In addition, it should be understood that in practical applications, searching for learning materials according to keywords and pushing the learning materials for learners is the same as determining the need for mixed reality in the teaching screen according to the keywords in step S50 above. Objects, operations for performing mixed reality processing on the objects can be processed in parallel, and there is no limitation here.

From the above description, it is not difficult to find that the distance learning method based on biometrics provided in this embodiment, when it is determined that the learner is in a preset low-efficiency learning state, searches for the knowledge blind spots that the learner is currently facing based on the extracted keywords Relevant learning materials, and push the found learning materials to learners, realizing immediate prompts to learners, which can help learners eliminate knowledge blind spots as early as possible, and better assist learners to use distance teaching methods for learning.

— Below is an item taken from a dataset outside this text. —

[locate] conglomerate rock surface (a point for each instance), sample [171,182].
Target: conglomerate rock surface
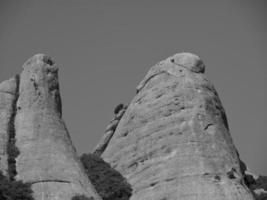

It should be noted that those of ordinary skill in the art may understand that all or part of the steps to implement the above-mentioned embodiments may be completed by hardware, or may be controlled by computer-readable instructions to control related hardware. The computer-readable instructions may be stored in In a non-volatile computer-readable storage medium, the aforementioned non-volatile readable storage medium may be a read-only memory, a magnetic disk, or an optical disk.

Referring to FIG. 4, FIG. 4 is a structural block diagram of a first embodiment of a remote teaching device based on biometrics of the present application.

As shown in FIG. 4, the remote teaching device based on biometrics proposed in the embodiment of the present application includes: a playback module 4001, an acquisition module 4002, a determination module 4003, a judgment module 4004, an acquisition module 4005, and a processing module 4006.

Among them, the playing module 4001 is used to receive the learning instruction triggered by the learner and play the teaching streaming media; the collecting module 4002 is used to collect the video containing the learner's face during the playing of the teaching streaming media; Module 4003, used to determine the facial expression of the learner in the video; Judgment module 4004, used to determine whether the learner is in a preset inefficient learning state based on the facial expression; Acquisition module 4005, used When the learner is in a preset low-efficiency learning state, the teaching picture and teaching voice currently played by the teaching streaming media are obtained; the processing module 4006 is used for keyword extraction of the teaching voice, according to the extracted Keywords identify the objects in the teaching picture that need to be mixed reality, and the mixed reality processing is performed on the objects to obtain a mixed reality teaching picture that can make the learner immersive, so that the learner can interact with the mixed reality The objects in the teaching picture interact.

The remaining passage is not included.